Anacoluthe – Figure de style [définition et exemples]
Définition de l’anacoluthe
Une anacoluthe est une figure de style qui représente une rupture dans la construction syntaxique d’une phrase, entraînant une incohérence ou une incompréhension de l’énoncé.
Par exemple, dans cet extrait d’un roman de Jean Giono, l’analocuthe nuit à la clarté de la phrase :
Après boire, l’homme qui regarde la table et qui soupire, c’est qu’il va parler.
Jean Giono, Un de Beaumuges
En transformant ainsi la phrase, l’anacoluthe est souvent perçue comme une faute grammaticale qui affecte la syntaxe de la phrase et rompt le rythme logique.
Dans la célèbre citation des Pensées de Blaise Pascal : « Le nez de Cléopâtre, s’il eût été plus court, toute la face de la Terre aurait changé », la logique aurait voulu que le verbe conjugué de la première proposition « eut été » ait le même sujet que celui de la proposition principale « aurait été ». Mais l’apparation d’une autre construction bouleverse l’équilibre de la phrase.
Cette formulation inattendue, employée volontairement pour alléger la tournure de la phrase mais également créer un effet de surprise et accentuer la valeur de l’énoncé, se rencontre en poésie.

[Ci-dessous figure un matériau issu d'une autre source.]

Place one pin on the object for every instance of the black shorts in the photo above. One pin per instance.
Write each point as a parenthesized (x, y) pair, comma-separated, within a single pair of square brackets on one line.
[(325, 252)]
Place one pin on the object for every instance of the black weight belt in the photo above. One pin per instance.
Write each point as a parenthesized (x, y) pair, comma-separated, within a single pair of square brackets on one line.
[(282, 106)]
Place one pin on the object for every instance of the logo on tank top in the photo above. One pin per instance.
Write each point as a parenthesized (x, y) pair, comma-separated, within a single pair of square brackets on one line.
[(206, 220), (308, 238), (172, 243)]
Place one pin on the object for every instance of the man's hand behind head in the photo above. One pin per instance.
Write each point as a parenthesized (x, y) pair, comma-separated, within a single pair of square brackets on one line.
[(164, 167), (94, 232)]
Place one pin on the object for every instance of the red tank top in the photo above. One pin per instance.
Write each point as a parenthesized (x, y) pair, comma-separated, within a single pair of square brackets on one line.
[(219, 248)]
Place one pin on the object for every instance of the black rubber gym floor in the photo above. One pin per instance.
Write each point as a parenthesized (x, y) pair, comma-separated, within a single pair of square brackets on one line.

La rupture de la construction peut être brutale comme dans ces vers de Jean de La Fontaine :
Ce n’est pas vous, c’est l’Idole
Jean de La Fontaine, L’âne portant des reliques
À qui cet honneur se rend
Et que la gloire en est due.
Cette façon de s’exprimer est très fréquente dans le langage parlé, où la rigueur syntaxique est moins respectée, provoquant des contre-sens, ambiguïtés et illogismes.
Par exemple, dans les phrases dont le début contient un verbe à l’infinitif ou au participe présent, un adjectif ou un participe passé, les erreurs de syntaxe sont semblables à des anacoluthes.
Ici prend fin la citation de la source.